Q: Why CategoryGameProgramming, and why the original title "GamesCompiler" [now renamed]??? It looks more like MetaCompilerLanguage? or SelfCompilerLanguage? or even CompilerOptimizedLanguage?. -- GunnarZarncke

A: You are correct. However there seems to be more active interest in control over optimization amongst game developers than elsewhere, and more understanding of what is required there than elsewhere. My own interest comes from DNA sequence analysis, where some analysis programs can run for months. -- JamesCrook

How to break the project in to small enough stages:

There are too many tasks that cannot easily be broken down into term rewriting tasks. E.g. the low-level parts of code-generation like register-assignment. Many of these tasks can be fitted into fixpoint iteration over equations on vectors over program points of lattice elements representing knowledge over the points (i.e. the 'attributes' calculated above). But I'm not yet clear, how these equations can interact cleanly with the term rewrite rules. My idea was to use a work-list approach, just evaluate what it knows at each point and postpone everything else - inefficient initially, but ripe for higher-level optimization later. Converting the well-knowns equations for typical problems like constant propagation into the framework should be straight forward, but other points of the integration like memory-management and OS-calls are still unclear (as of Feb 2005).

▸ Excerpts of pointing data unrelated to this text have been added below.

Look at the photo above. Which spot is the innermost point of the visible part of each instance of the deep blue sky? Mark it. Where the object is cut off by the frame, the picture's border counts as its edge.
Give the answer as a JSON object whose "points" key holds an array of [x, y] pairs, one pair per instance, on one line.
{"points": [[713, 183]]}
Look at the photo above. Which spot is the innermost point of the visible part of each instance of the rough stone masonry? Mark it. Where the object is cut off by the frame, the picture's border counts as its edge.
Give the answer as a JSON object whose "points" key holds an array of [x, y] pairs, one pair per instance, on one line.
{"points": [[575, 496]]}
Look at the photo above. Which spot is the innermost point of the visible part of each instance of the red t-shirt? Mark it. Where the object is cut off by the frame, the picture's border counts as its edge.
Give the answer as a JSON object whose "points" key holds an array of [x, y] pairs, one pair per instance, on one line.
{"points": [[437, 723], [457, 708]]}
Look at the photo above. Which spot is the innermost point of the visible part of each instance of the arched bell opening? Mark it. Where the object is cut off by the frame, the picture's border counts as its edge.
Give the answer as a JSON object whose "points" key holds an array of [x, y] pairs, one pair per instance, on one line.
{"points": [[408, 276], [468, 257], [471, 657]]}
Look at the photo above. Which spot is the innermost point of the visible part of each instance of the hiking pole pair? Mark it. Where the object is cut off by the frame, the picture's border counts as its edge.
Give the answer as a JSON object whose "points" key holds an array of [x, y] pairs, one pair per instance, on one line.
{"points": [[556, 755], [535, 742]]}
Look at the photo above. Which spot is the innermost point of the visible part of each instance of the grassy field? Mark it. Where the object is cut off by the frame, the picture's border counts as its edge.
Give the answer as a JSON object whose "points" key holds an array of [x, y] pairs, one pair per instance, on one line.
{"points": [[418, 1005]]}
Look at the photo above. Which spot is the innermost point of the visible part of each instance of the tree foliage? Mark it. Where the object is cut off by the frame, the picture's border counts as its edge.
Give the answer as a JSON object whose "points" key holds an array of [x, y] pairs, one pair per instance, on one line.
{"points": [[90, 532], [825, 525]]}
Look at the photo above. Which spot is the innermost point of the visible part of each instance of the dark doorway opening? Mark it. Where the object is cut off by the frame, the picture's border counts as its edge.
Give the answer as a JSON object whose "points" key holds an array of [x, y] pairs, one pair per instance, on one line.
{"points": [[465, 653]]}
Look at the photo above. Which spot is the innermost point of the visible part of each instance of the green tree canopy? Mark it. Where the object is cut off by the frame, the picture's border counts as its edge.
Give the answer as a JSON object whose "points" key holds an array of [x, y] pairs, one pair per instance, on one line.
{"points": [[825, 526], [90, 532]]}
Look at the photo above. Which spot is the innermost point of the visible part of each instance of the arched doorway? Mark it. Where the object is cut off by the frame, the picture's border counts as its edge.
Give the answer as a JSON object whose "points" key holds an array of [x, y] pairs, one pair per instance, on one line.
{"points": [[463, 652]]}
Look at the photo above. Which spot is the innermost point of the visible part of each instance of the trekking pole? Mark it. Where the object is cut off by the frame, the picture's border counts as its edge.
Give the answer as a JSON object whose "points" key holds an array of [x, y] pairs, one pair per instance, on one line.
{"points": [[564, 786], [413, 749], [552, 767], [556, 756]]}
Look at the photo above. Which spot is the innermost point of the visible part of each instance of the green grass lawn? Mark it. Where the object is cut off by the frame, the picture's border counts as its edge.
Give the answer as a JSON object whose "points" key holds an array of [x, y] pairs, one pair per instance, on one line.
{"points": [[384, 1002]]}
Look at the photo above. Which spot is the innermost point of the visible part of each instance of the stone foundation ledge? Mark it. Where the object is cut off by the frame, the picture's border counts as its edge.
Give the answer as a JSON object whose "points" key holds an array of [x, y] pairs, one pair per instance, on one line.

The basic goal is to reach the BreakEven (see there) as early as possible. Would like to ensure that even if a large body of code is required to get a reasonable compiler, that code will be in the target language nearly from the beginning - though that's not an absolute requirement - converting later/semi-automatically is a workable option.

See BootStrap, SuperCompiler, TheSimplestPossibleCompiler


This discussion section may stay quite short, as I'd like to, or for you to, refactor discussion into DocumentMode rapidly. -- JamesCrook

We want something more regular than a typical processor instruction set or typical high-level language, as the conceptual core. Bootstrapping is a problem with this objective, because efficient compiled code is a strong requirement.

The following ingredients are needed:

These can be implemented in plain C code. I already have a parser and parts of the rewriting engine as well as an idea what the rewrite rules should look like. This simple approach cannot guarantee convergence or confluence of the rewriting (reflection is obviously '?' too strong for that), but it should be enough to bootstrap a higher-level version of the engine (e.g. one with backtracking capabilities and explicit state).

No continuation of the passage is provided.